A century after its publication, how can we find new ways of looking at James Joyce’s A Portrait of the Artist as a Young Man? An unlikely pairing of literature scholars and computer scientists at University College Dublin have come together to map the social networks of Joyce’s characters and have come up with some surprising conclusions. Working with acclaimed Irish actor Barry McGovern and his son Sam McGovern and Athena Media they have produced a dynamic multimedia version of the first edition, available free of charge, to celebrate the centenary of its publication on December 29th, 1916 and to illuminate how it speaks to some of the most pressing issues of our time.
A Portrait of the Artist is full of detailed descriptions of the Dublin of Joyce’s youth, as we follow Stephen Dedalus on his journey of intellectual, emotional and aesthetic transformation. Joyce’s Dublin has usually been understood as a place of connections, where everyone meets everyone else eventually, either on the streets of the city or in its pubs. His debut novel reveals a more complex picture. As Stephen grows, like any child, his world changes. In the first chapter he is securely rooted within his own family, but through their arguments, even at the Christmas dinner table, politics is intertwined with personal life. As Stephen goes on to school and then university, this pattern of political, religious and eventually aesthetic conflict being deeply imbedded in personal relationships persists. As a schoolboy, he is picked on for liking the poetry of the immoral Byron. At university, he argues even with his closest friend Cranky about nationalism. These conflicts around what Joyce would later call “the big words which make us so unhappy” have obscured another isolating force in the novel. Like Joyce’s own family, Stephen Dedalus’s family experiences downward social mobility in the novel due to his father’s drinking, general incompetence and neglect.
This is where charting the social network offers a fascinating new insight into the novel – the networks within each chapter are remarkably distinct. In a city as small as Dublin, the Dedalus family is not presented as maintaining any social connections larger than the family, except for their rather complex negotiations with the church. Beneath the political, religious and artistic divisions lies a starkly socially segregated city. Put simply, friendships do not survive poverty in the Dublin this novel so painstakingly reproduces. In modern parlance Stephen and the Dedalus family are “de-friended” as they move down in the world. This new way of looking at the novel puts social inequality and division centre stage.

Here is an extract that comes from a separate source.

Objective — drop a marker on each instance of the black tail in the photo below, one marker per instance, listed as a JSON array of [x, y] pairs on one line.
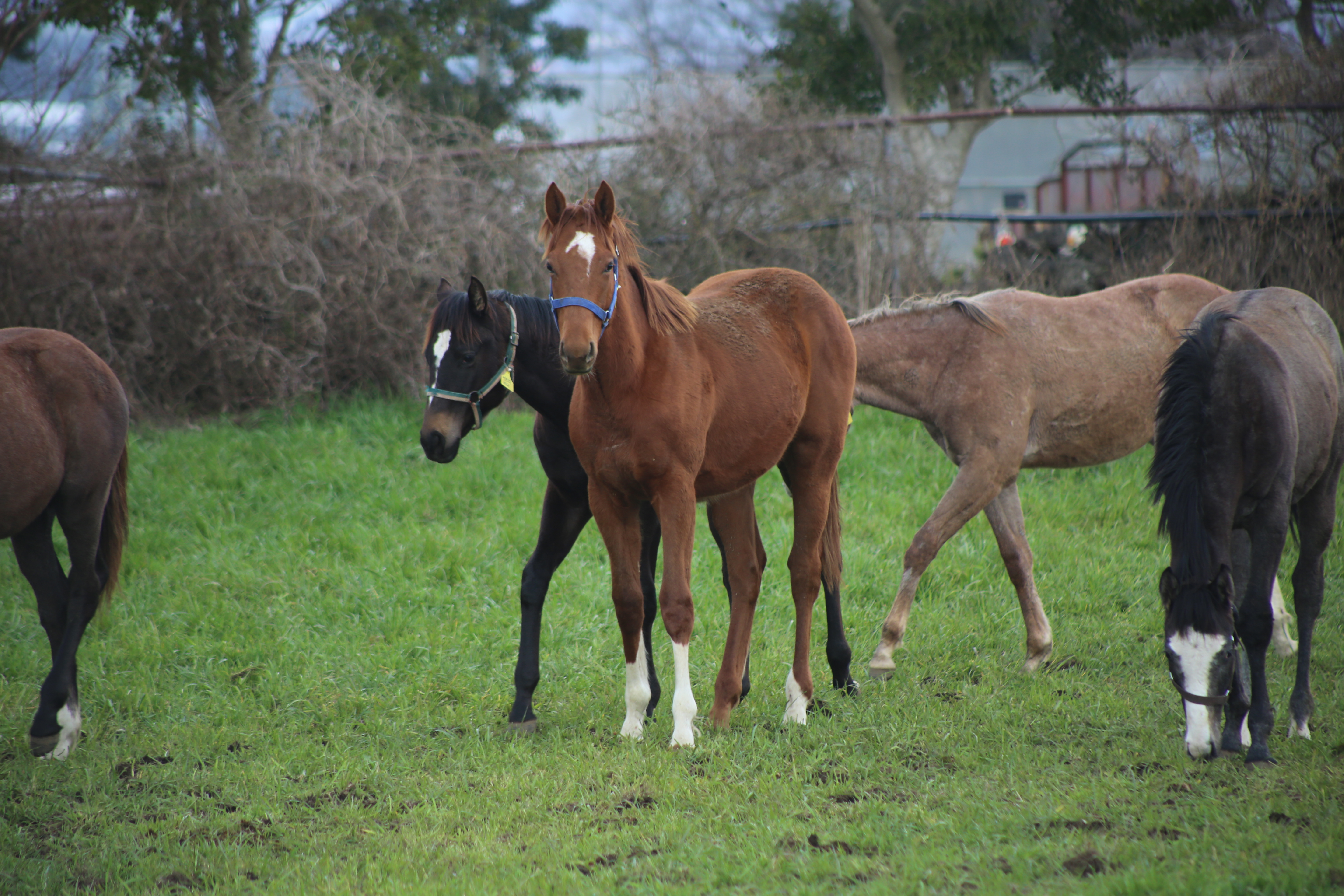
[[1179, 442]]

Now regarded as one of the most popular and influential Irish novels of the 20th century, the publication of A Portrait of the Artist as a Young Man was a long and difficult process for Joyce. The novel, which charts the wanderings and artistic development of Stephen Dedalus, was originally published in serial form in 25 instalments in the avant-garde magazine The Egoist in 1914 -1915. It was subsequently released as Joyce’s first novel in New York by BW Huebsch (who also published DH Lawrence and Georges Sorel) on December 29th, 1916, at a time when both nationalism and modernism began to shape a new Ireland.
University College Dublin’s multimedia edition integrates the results of this research in a very accessible way, through animations produced by Vermillion Design in Dublin, which show how each character in the chapter relates to the others. Carefully reproducing the text of the novel exactly as it was published in 1916, each chapter in this edition also includes the audio reading of the chapter. Archival photographs from the period give readers a window into the time and place of the novel. Readers inspired to explore Joyce’s Dublin are offered a map to find the places mentioned in the novel and how they correspond to the places where Joyce himself lived as a young man. This online, mobile-enabled version invites new readers of Joyce to dip in to his first novel, then read and listen at leisure. The team at University College Dublin hope readers returning to the novel as old friends will find here a new way to enjoy and engage with it.
Co-edited by literary scholars Gerardine Meaney, Maria Mulvaney and Karen Wade, this multimedia approach to A Portrait of the Artist as a Young Man was developed with computer scientist Derek Greene as part of the Nation, Genre and Gender project, which uses computational methods to examine a large collection of 19th- and early 20th-century novels. The project's website, at nggprojectucd.ie, invites readers to look at how the novels of Jane Austen and Anthony Trollope – and Joyce's debut novel – can be read in terms of the social connections and disconnections between characters.